6. Conclusions and Future Perspectives

This review aimed to collect the available literature suggesting an involvement of altered DNA methylation in neurodegeneration induced by metals, pesticides, and air pollutants. We selected studies performed in animal and cell culture models and in human specimens from major neurodegenerative diseases, namely AD, PD, and ALS. Although the majority of the considered environmental factors have likely a role in the etiology of these disorders, and epigenetic properties have been shown for all of them, studies aiming to directly link DNA methylation changes observed in patients to their exposure are still relatively few and limited. Moreover, the genome targets and disease models used are highly heterogeneous, and humans are simultaneously exposed to different compounds, so it is difficult to draw clear and definitive conclusions about the capability of a certain environmental factor to induce epigenetic changes potentially contributing to neurodegeneration. Therefore, it is currently not possible to perform a quantitative evaluation of the environmental factors that induce neurodegenerative diseases through modifications of DNA methylation levels. Future studies should provide dose–effect information to effectively show how exposure to metals, pesticides, and air pollutants can induce epigenetic alterations that contribute to the etiopathogenesis of neurodegenerative diseases. Moreover, future studies should also implement gene expression investigations to better appreciate the effects of the DNA methylation changes detected. However, although a causal role cannot yet be confirmed, the numerous studies described in this article highlight the epigenetic potential of these compounds, and, in some cases, a direct link between a particular exposure and DNA methylation changes of disease-related genes is emerging, as in the case of early-life exposure to lead. Therefore, further investigation is warranted to better address this issue.
The challenge for the future will be to identify specific epigenetic signatures for the different environmental factors, which could provide biomarkers of exposure, as well as biomarkers of the pathological pathways involved in the induced adverse effects on health. Although we are only at the beginning, the results obtained so far are promising, and the directions to take are outlined. In this regard, Colicino and collaborators [117], developed a blood-based DNA methylation biomarker for lead exposure by using information on skeletal lead content measured with fluorescence spectroscopy and genome-wide methylation analysis in peripheral blood.

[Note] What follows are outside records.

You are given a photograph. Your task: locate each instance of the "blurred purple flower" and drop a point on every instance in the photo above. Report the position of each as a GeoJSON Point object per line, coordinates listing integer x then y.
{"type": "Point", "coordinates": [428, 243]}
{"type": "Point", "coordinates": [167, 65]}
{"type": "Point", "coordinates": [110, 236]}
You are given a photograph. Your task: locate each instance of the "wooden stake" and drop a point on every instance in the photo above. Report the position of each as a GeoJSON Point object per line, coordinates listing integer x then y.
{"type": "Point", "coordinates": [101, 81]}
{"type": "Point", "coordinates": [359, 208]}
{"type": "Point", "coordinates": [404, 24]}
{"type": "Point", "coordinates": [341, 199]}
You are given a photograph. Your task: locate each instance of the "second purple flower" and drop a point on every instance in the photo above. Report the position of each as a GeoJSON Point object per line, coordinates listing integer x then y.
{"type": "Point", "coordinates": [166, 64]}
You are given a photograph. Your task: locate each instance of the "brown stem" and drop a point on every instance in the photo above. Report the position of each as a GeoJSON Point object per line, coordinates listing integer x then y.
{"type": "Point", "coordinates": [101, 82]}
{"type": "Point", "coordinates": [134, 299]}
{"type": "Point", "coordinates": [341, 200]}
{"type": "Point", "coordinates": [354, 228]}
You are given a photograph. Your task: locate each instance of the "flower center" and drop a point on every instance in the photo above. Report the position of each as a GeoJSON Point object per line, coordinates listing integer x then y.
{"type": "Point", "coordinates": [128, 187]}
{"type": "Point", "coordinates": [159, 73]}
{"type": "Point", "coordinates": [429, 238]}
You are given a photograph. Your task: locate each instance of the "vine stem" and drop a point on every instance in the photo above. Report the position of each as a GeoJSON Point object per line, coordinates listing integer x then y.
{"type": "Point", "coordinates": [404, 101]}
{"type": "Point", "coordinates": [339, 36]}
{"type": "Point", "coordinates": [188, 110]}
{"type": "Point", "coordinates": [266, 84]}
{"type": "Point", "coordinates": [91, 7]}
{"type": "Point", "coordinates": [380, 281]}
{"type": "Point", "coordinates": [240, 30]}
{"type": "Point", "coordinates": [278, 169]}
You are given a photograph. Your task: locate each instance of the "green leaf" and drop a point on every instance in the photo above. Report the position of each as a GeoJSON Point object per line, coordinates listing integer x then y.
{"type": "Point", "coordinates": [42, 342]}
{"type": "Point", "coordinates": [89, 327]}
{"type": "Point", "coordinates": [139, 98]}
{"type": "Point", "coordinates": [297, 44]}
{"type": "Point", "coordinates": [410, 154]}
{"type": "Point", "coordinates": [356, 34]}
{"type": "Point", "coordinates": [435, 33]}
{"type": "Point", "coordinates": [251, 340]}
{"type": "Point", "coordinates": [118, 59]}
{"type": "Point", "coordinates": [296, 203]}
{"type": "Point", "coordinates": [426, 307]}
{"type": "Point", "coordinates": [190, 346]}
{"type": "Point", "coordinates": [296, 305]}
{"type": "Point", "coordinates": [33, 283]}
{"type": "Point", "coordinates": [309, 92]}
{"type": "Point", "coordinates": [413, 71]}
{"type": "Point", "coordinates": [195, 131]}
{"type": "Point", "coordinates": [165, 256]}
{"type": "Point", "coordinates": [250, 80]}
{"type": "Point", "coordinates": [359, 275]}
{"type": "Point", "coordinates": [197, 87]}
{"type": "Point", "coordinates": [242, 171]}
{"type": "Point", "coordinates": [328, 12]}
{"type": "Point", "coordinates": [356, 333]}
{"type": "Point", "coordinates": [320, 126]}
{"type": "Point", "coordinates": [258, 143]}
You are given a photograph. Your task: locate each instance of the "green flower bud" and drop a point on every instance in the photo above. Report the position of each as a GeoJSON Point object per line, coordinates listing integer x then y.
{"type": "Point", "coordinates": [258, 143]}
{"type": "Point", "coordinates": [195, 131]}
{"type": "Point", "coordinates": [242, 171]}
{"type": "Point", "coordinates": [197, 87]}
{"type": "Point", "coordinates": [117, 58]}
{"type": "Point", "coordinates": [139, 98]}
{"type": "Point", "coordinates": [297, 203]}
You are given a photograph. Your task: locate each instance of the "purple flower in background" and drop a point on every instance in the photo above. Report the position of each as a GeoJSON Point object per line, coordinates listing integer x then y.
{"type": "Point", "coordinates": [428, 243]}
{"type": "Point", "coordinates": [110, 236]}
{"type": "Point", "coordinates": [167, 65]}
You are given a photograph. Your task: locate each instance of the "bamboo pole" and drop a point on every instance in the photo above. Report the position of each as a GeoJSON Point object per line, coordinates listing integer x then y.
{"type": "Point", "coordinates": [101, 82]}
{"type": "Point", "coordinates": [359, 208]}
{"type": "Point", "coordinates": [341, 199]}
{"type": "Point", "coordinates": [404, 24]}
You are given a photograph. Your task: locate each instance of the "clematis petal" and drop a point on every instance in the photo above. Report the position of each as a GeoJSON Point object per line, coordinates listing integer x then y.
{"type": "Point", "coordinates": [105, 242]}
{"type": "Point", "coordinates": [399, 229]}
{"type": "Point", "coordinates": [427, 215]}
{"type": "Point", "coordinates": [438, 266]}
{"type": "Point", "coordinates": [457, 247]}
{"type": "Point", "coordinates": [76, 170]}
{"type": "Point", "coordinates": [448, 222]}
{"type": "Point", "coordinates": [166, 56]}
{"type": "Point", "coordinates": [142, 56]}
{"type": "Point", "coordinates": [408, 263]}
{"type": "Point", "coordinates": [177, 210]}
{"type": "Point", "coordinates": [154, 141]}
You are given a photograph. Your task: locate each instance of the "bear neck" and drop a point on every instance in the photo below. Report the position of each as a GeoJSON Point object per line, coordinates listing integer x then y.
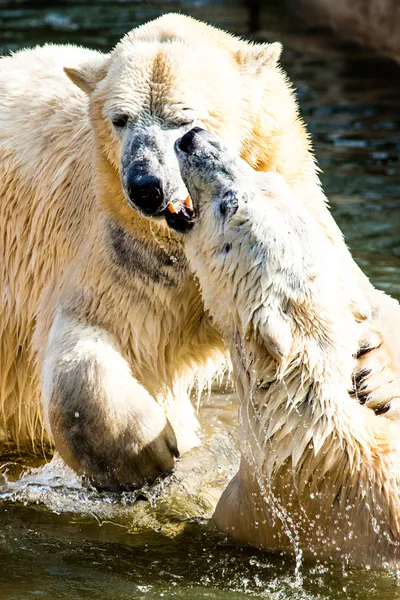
{"type": "Point", "coordinates": [312, 451]}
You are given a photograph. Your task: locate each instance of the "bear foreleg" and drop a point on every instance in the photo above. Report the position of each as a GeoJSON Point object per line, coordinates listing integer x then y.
{"type": "Point", "coordinates": [103, 422]}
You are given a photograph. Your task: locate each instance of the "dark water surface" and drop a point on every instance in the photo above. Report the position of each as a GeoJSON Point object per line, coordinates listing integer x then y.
{"type": "Point", "coordinates": [350, 99]}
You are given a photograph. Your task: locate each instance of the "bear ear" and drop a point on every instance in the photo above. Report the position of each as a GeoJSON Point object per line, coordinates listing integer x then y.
{"type": "Point", "coordinates": [253, 58]}
{"type": "Point", "coordinates": [88, 74]}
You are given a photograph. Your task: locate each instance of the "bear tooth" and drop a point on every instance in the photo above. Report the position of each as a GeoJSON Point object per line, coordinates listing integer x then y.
{"type": "Point", "coordinates": [171, 207]}
{"type": "Point", "coordinates": [188, 202]}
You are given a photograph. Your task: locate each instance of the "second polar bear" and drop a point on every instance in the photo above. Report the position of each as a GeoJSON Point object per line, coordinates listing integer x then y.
{"type": "Point", "coordinates": [319, 471]}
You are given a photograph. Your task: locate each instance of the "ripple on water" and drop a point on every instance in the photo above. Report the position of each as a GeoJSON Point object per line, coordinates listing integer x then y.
{"type": "Point", "coordinates": [350, 99]}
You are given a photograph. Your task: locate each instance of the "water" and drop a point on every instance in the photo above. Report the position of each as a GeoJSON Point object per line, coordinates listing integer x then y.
{"type": "Point", "coordinates": [350, 100]}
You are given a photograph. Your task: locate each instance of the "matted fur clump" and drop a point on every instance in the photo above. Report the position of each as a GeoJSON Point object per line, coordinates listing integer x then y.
{"type": "Point", "coordinates": [320, 472]}
{"type": "Point", "coordinates": [102, 326]}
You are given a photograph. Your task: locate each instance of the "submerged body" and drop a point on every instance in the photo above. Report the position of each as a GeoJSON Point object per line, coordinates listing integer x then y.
{"type": "Point", "coordinates": [320, 472]}
{"type": "Point", "coordinates": [102, 326]}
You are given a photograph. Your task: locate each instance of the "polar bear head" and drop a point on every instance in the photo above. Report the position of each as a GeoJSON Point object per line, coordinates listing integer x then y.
{"type": "Point", "coordinates": [266, 268]}
{"type": "Point", "coordinates": [161, 80]}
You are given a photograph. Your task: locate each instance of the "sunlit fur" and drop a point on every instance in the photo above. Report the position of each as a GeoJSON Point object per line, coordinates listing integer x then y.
{"type": "Point", "coordinates": [61, 189]}
{"type": "Point", "coordinates": [320, 473]}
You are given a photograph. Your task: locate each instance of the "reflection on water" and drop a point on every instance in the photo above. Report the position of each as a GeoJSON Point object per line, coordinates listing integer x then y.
{"type": "Point", "coordinates": [350, 100]}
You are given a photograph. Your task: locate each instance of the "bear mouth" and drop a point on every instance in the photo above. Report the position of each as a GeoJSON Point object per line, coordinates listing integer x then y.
{"type": "Point", "coordinates": [180, 216]}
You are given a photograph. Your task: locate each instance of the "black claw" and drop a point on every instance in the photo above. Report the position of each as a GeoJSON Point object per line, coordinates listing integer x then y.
{"type": "Point", "coordinates": [361, 388]}
{"type": "Point", "coordinates": [381, 410]}
{"type": "Point", "coordinates": [364, 398]}
{"type": "Point", "coordinates": [364, 349]}
{"type": "Point", "coordinates": [360, 376]}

Although fluorescence spectroscopy is the gold standard technique for measuring bone lead content, it is an expensive tool that cannot be used in large-scale epidemiological studies. If the epigenetic signature developed for lead exposure is confirmed by further studies, this could have a major impact on investigations aimed at quantifying the potential exposure to the metal in the general population.
However, an individual is likely exposed to a myriad of environmental factors during his/her life, and the effects on his/her health are probably the results of the synergistic effects of the different factors. For example, recent meta-analytic research has identified 12 non-genetic high-risk factors for dementia, including low educational attainment in early life, hearing loss, excessive alcohol consumption, hypertension, traumatic brain injury, smoking, obesity in middle age, social isolation, physical inactivity, depression, diabetes, and air pollution, which if prevented could reduce the risk of dementia by around 40% [5]. However, it remains to be clarified how much and in what way each of these factors contributes to the disease. In this manuscript, we focused on specific environmental pollutants, including metals, pesticides, and air pollutants. Nevertheless, other environmental factors known to contribute to neurodegeneration may also exert their neurotoxic effects through alterations in DNA methylation. For instance, cyanobacterial β-N-methylamino-l-alanine (BMAA) has been linked to the development of AD, PD, and ALS [37,148,149], with DNA methylation alterations proposed as a potential underlying mechanism [150]. The use of “omics” technologies will probably help identify the main exposures that an individual has experienced and the biological signatures of such exposures. In this way, the term “exposome”, defined as the total amount of environmental exposure of an individual throughout his life, including lifestyle, diet, environmental factors, and stressors, has been recently coined [151]. By applying exosomes, genomics, epigenomics, transcriptomics, metabolomics, and proteomics together, we could obtain a set of information that can help us to deeply understand the effects of exposure to different neurotoxicants on our cells and tissues, and therefore on our state of health.
Another key point that needs to be clarified is the critical time windows during which the brain is most sensitive to neurotoxicant exposure. The majority of the studies on the DNA methylation effects of metals, pesticides, and air pollutants in neurodegenerative diseases were performed in vitro or in tissues of adult or elderly people exposed to the pollutant during adulthood. However, based on DOHaD theory, already during in utero and first months of life, adverse exposure could leave DNA methylation marks able to reprogram the genome of a baby, predisposing him/her to develop chronic diseases in adult life [152]. Interestingly, the study by Wu and coworkers [67], performed on monkeys exposed to lead as newborns, revealed the existence of a temporal window during early life when the brain is particularly vulnerable to the epigenetic consequences of environmental exposure. This issue needs to be further explored, and longitudinal studies are required to clarify if epigenetic changes induced in early life can be reversed by subsequent interventions.
In conclusion, there is evidence suggesting that metals, pesticides, and air pollutants can induce DNA methylation changes and that exposure to them can contribute to the development of neurodegenerative diseases. A better understanding of the epigenetics underlying the neurotoxic effects of these compounds could provide biomarkers of exposure, as well as new targets for preventive or therapeutic interventions.

Author Contributions

Conceptualization, F.C.; literature search, A.S. and F.C.; writing—original draft preparation, A.S and F.C.; writing—review and editing, A.S. and F.C. All authors have read and agreed to the published version of the manuscript.

Funding

This research received no external funding.

Conflicts of Interest

The authors declare no conflicts of interest.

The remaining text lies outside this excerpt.